Member of the Colorado House of Representatives from the 18th district
- In office January 1983 – January 1987
- Preceded by: Frank H. Randall Jr.
- Succeeded by: Thomas W. Ratterree

Personal details
- Born: Michael Conrad Bird
- Party: Republican
- Spouse: Ursula Steinhoff
- Education: Western Maryland College University of Colorado Boulder (PhD)

= Michael Bird (politician) =

American politician

Michael Conrad Bird is an economics lecturer, and was a Republican member of the Colorado State Senate from 1987 to 1995.

Bird graduated from Western Maryland College in 1961, and gained his Ph.D. from the University of Colorado Boulder. He joined Colorado College in 1968, and was a Fulbright Lecturer in Mexico in 1966 through 1968, and Peru in 1971.

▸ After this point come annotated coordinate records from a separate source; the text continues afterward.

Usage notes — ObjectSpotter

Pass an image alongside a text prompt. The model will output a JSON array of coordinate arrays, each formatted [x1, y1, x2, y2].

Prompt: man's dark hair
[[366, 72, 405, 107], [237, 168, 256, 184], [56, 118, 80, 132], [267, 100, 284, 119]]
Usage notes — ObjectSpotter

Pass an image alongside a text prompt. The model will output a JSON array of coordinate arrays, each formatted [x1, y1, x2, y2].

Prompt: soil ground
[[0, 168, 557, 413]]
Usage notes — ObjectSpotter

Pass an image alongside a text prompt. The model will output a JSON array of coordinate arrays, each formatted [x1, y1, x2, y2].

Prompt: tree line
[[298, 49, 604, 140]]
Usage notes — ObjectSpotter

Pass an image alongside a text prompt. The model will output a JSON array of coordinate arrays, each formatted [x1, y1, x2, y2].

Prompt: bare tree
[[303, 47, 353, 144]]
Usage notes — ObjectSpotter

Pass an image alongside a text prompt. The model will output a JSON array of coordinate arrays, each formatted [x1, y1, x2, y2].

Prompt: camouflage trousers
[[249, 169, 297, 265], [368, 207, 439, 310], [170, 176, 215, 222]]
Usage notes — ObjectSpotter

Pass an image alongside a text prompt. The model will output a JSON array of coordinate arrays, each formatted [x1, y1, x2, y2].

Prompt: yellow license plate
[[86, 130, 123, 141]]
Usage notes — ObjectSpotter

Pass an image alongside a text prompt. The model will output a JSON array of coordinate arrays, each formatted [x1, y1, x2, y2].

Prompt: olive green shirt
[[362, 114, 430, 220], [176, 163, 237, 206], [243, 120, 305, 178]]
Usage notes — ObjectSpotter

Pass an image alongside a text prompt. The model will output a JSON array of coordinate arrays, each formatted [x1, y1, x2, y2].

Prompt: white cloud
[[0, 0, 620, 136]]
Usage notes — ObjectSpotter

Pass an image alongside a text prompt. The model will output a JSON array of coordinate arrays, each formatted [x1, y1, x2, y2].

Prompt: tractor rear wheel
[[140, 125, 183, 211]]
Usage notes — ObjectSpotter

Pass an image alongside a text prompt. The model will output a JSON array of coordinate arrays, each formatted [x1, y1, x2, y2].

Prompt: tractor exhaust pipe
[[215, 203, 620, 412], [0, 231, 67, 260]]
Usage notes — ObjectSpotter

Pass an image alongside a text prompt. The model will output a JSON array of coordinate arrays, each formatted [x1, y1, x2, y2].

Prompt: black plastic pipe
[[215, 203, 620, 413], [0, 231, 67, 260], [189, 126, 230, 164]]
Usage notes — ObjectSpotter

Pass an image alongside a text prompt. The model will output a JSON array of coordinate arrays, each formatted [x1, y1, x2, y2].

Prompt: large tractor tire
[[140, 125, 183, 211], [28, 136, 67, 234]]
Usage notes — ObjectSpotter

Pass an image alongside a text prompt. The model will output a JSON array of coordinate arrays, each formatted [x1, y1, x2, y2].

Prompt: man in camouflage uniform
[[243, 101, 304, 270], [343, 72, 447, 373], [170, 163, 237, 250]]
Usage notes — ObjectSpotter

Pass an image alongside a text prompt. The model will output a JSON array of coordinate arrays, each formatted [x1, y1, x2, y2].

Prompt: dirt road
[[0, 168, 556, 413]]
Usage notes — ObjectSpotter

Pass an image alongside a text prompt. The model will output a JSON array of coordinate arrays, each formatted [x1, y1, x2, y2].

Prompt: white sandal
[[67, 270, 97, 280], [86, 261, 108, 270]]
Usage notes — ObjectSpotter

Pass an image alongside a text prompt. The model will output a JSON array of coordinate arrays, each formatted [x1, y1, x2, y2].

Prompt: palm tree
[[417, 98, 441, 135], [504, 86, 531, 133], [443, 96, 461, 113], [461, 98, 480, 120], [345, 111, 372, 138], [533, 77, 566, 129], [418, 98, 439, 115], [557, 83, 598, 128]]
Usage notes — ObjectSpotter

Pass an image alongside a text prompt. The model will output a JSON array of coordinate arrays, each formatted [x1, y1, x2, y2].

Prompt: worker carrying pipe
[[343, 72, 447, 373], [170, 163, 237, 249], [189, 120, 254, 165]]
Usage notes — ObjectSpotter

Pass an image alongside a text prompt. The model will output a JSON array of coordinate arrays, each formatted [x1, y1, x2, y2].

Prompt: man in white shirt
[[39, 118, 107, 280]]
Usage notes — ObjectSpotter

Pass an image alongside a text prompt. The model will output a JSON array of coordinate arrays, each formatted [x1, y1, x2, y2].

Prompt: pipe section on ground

In 1973 Bird and fellow Colorado College Professor Fred Sondermann were elected to city council of Colorado Springs on a "Sensible Growth" ticket. Bird went on to become a Colorado state representative in 1983 and state senator in 1987.

After a failed bid to become Governor of Colorado in 1993, losing out to businessman Bruce Benson in the GOP due to his superior financial resources, and being time barred to extend his stay in the Senate in 1994, he returned to the world of education as a lecturer at Colorado College.

In 2004, Bird became Professor Emeritus of Economics at Colorado College, a position he still holds.

Bird is married to Ursula Steinhoff-Bird, the daughter of World War II Luftwaffe ace and former North Atlantic Treaty Organization military commander, Johannes Steinhoff.